La dégradation du vivre ensemble atteint des limites insupportables  : l’égoïsme, la violence, la négligence, le mépris du bien commun, le racisme, la xénophobie, etc., ne sont pas les caractéristiques de jeunes et moins jeunes mal éduqués ou étrangers aux «  valeurs de la France  », mais le résultat de cette dégradation – quand la seule valeur reconnue et soutenue est celle de l’argent pour l’accroissement d’une richesse qui ne profite socialement qu’à de moins en moins de personnes. Le premier effort doit porter sur la restauration de la politique elle-même, dont il s’agit de montrer qu’elle n’est pas synonyme de «  politique économique  », mais d’organisation d’un vivre ensemble désirable  !

Le Front de gauche doit proposer une nouvelle donne  : promouvoir une solidarité sans concession. Il ne s’agit pas de partir de l’idée qu’il faut bien que la majorité des gens fassent des sacrifices pour sauver le système «  qui bénéficie à tous  », mais au contraire de partir de ce que, en aucun cas, nous ne toucherons à ce qui attenterait à la dignité d’un seul  : il est temps de s’apercevoir que l’humanité est fabriquée d’exceptions, et que c’est sur la préservation de ce qui fait la singularité de chacun qu’un lien social viable est constructible. Concrètement, il ne s’agit pas de sacrifier les Grecs (et d’autres ensuite, n’en doutons pas) à l’Europe, mais d’être attentif au plus démuni là où nous le rencontrons (le comble est de se servir de la crise grecque pour inviter les pauvres d’ailleurs à s’estimer heureux  !).

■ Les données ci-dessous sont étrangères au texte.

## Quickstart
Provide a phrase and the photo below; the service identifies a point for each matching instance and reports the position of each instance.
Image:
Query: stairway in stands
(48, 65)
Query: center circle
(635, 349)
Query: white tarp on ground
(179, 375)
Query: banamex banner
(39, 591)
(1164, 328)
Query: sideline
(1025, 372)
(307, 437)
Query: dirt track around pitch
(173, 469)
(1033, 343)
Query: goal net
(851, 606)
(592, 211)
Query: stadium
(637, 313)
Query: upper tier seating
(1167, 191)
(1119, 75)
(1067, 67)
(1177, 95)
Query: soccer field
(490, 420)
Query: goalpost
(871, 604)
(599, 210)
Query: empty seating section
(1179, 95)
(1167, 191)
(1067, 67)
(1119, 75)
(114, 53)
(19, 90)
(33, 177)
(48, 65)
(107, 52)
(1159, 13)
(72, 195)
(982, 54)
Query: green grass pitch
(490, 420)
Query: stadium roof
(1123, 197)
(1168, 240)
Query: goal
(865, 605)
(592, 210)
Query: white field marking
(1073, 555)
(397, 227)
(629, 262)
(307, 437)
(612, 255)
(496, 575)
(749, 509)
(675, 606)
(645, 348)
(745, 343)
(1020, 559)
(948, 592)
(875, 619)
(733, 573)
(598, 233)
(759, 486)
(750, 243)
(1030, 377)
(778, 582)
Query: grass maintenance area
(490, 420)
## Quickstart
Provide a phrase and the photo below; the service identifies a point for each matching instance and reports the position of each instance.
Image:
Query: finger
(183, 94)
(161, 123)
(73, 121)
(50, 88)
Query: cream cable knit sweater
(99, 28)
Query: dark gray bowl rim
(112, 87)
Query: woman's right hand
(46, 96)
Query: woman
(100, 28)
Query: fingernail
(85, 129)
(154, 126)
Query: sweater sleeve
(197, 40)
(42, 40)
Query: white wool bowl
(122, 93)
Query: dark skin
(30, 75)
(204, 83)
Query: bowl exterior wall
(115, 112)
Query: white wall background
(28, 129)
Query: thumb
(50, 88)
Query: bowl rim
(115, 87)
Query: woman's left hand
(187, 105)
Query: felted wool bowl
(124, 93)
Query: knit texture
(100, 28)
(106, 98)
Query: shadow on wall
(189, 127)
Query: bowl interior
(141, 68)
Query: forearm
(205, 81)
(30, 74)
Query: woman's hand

Dès lors, le partage du travail, la répartition des richesses, la modification du système bancaire, la nationalisation de l’argent, la retraite à soixante ans, la Sécurité sociale pour tous, la restauration des services publics, le droit au logement, à l’école, à l’université, etc., rien de cela ne se discute  !

Ce n’est pas réaliste  ? Mais qu’appelle-t-on ainsi  ? Regarder calmement les gens se noyer, un par un, selon les prédictions  ? Il ne s’agit pas non plus d’attendre que l’autre fasse le premier pas (plonge le premier)  : il ne le fera peut-être jamais. Il convient que chacun fasse le pas dont il est capable quand il doit le faire. Il convient donc que le Front de gauche se fasse confiance à lui-même. Et à quelques autres  : un réseau des Fronts de gauche semble déjà mailler l’Europe et au-delà.

Dans un entretien récent, Dennis Meadows mettait la situation actuelle, entre autres, au compte du fait que l’humain serait déterminé à éviter le danger  : et c’est ce qu’il ferait encore, non seulement fuir, mais mettre un écran sur le danger imminent pour continuer à dormir tranquille. Il y a eu de cela dans le fait que nombre d’électeurs potentiels du Front de gauche ont voté PS au dernier moment  : «  jouant la sécurité  », «  votant utile  », soit en jetant un masque sur la situation et les réactions qu’elle appelle.

Au même moment, la biologie nous enseigne que l’humain serait déterminé à être indéterminé  : ce point d’indétermination est celui qui est requis pour que nos actes ne soient pas le simple résultat mécanique d’un jeu de forces ou d’un calcul, mais l’affirmation de notre responsabilité. Et de cela nous pouvons nous servir pour autre chose que nous voiler la face. Maintenant.